Overtired and Ill-Prepared

  • reviewed by Russ Breimeier Copyright Christianity Today International
  • 2004 1 Nov
Overtired and Ill-Prepared
Sounds like … the ambient Brit pop of Coldplay and Elbow mixed with the American roots rock of Counting Crows, along with some of the evocative qualities of Sleeping at Last, Radiohead, Sunny Day Real Estate, and Mute Math.At a glance … Adelaide's national debut is an intelligent and emotional faith journey that proves that artistry and creativity is alive and well among up-and-coming independent acts."175" Track Listing Starting Line Giving Up on Progress Straight Jackets Headache Chicago Hard to Find Overtired & Ill-Prepared America Misdirection & Offset Cues Will There Ever Be a Way Hymn

You'd half expect a group with a name like The McClurg Family Singers to sound like Southern gospel group. Which might partly explain why this quintet from Buffalo, New York now goes by the handle of Adelaide for their second recording, Overtired and Ill-Prepared.

Try to imagine instead the ambient Brit pop of Coldplay and Elbow with the American roots rock of Counting Crows—vocalist Anthony H. resembles the lead singer from all three. Now add some of the stirring emo-influenced alternative sounds of Sleeping at Last and Sunny Day Real Estate, along with occasional nods to Radiohead's melancholic art-rock feel.. And one can't help note that Anthony H. has a similar affinity for the Rhodes electric piano like Mute Math's Paul Meany. This might all seem like it would gel as well as oil and water, or ultimately sound derivative, but Adelaide impressively manages to keep their style fairly cohesive and unique.
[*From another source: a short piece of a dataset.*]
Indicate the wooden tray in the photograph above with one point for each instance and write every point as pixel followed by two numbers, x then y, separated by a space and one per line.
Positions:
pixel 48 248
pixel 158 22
As for the songs, Adelaide takes listeners on an eleven-track journey of faith that initially seems ambiguous. "Starting Line" suggests internal strife and spiritual warfare, and "Giving Up on Progress" apparently expresses frustration over empty and passionless attempts at evangelism. The direction becomes clearer toward album's end—first with a gentle-yet-powerful expression of brokenness and grace in "Will There Ever Be a Way," followed by a simple acoustic "Hymn" that clearly points to a loving Savior. According to the band's bio, they're seemingly focused on reaching the hearts of nonbelievers by seeking to "restore faith those who will receive it, and love those who are unloved." They also include a brief, clearly written creed-styled mission statement in their CD booklet.

Many insiders believe that independent artists today represent the best hope for creativity and artistry in the music industry, Christian and mainstream. The national debut from Adelaide is the latest example to confirm this belief.